第35話 2回目の公園

 中央公園に着いた俺と相澤さんは、荷物を置いてベンチに座っていた。


「吉住くん、学園祭に来るって言ってたけど何曜日に来るの?」


「土曜日かな。どうかした?」


「ううん、何曜日に来るのかな? って思っただけ」


「そうだ、聞いてみたかったんだけど、学園祭ってどんな感じになるの? 俺も実行委員だから他校が気になるんだ」


「模擬店とか、舞台の出し物や、展示かな? たぶん変わらないよ?」


「それだと一緒の感じか……」


「あっ! でも、大学からも何かあるって言ってたよ」


「そうなんだ。野球部の人と会う用事が終わったら見学してみるよ」


 やっぱり大学の附属だから公立と違う所があるんだろうな。コウちゃんと会った後に見てみたいな。相澤さんに返事をしている時に、鞄の中からグローブを2個とボールを取り出した。


「今日は2個持ってきたんだね」


「普段は使ってるグローブ1個しか持たないけどね。キャッチボールをやりたいって言ってたから持ってきたよ。はい、これ使ってみて」


 相澤さんが使いやすいと思うグローブを探して持ってきていたので、それを渡した。


「うわー。初めて手にはめたよ。こんな感じなんだね」


「ほら。ボールもこの前と違う物にしたよ」


 この前は部活で使っていた硬式ボールだったから当たったりしたら危ないからな……子供の頃に使っていた柔らかい軟式ボールも持ってきていた。


「あ……前に見てたボールと同じ……」


「俺が小学校の低学年の頃に使ってたボールだよ。小さいけど、柔らかいし危なくないから。相澤さんに当たって怪我とかさせたくないからね」



 懐かしいな……このボールでコウちゃんとキャッチボールしてたよな……



「うん。これなら当たっても痛くないかな。ありがとう」


「この前は相澤さんが投げて、俺が受けてただけだったけど、今日は2人で出来るよ。それじゃ、やってみようか?」


「うん! やってみる。楽しみ♪」


 予想はしていたが、やっぱり捕れないか……下から投げて捕りやすい様にしてるんだけど、どうするかな……


「吉住くん……捕れないよ……」


「グローブで捕りに行こうとしてるからかな。そのままグローブを前に出してみて」


「こうかな?」


「そうそう。そのまま動かさないでね。行くよ」


 俺はグローブを狙って捕りやすい様に下から投げた。


『ポスン』


「捕れた! 吉住くん捕れたよ♪」


「上手に捕れたね。ボールを捕りに行こうとしなかったら捕れたでしょ?」


「うん! 本当だね。もう少しやっても良い?」


「いいよ。好きなだけ付き合うよ」


 相澤さんは、半分は変な所にボールを投げるけど、ボールは捕れる様になった。もちろん俺がグローブの中に投げ込んでいるのは言ってはいない。相澤さんが楽しんでくれてるなら、それで良い……


「ふぅ……少し疲れたね」


「遊び過ぎたかな」


「ううん。楽しかったもん」


「それなら良かったよ。ベンチで休もうか?」


 ベンチに座っても相澤さんは楽しそうにしていた。そんなに楽しかったのか……やっぱり可愛らしいよな……


「吉住くん。どうかした?」


「えっ? いや? 何もないよ?」


 タオルで汗を拭いていた相澤さんがこっちを見て言ってきた。俺は相澤さんの楽しそうな表情を眺めてしまっていた。焦って辺りを見回していたら、遠くに屋台が見えた。

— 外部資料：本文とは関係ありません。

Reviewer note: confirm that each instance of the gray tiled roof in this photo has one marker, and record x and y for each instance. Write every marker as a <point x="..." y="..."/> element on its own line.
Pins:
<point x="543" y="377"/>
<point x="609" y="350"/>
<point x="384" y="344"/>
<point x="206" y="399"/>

 あれって……皆が美味しいって言っていた店じゃないのか?


「相澤さん。お腹空いてない? あそこの屋台、部活の仲間が美味しいって言ってて、学校の反対なのに帰りに来るらしいんだ。食べてみない?」


「少し空いてるし、美味しいのなら食べてみたいな」


「分かった。買って来るから待ってて」


「それじゃ、私は飲み物を買ってくるね。吉住くんは何が良い?」


 相澤さんにスポーツドリンクを頼んで屋台まで向かった。タコ焼きって言ってたよな。それなら1つを2人で分けるか……


「すいません。1個くだ……」


「へい、らっしゃい!」


「……」


「いや……間違えました。結構です」


 ベンチに戻るか……売り切れだったと諦めて貰おう。


「待てっ! 寛人!」


「琢磨……何をしてるんだ?」


「なんや、皆に聞いて来てくれたんと違うんか?」


「知らないよ。それで、何をしてるんだ?」


「見たら分かるやろ! 修行や! 文化祭でタコ焼きをやるから、おっちゃんに頼んで弟子入りしてん! さっきまで陽一郎達も食ってたぞ」


 俺がリハビリの間、4人で来てたみたいだ。『寛人は来られへんのか?』ってこの事だったのか……それにしても琢磨の行動は分からんな。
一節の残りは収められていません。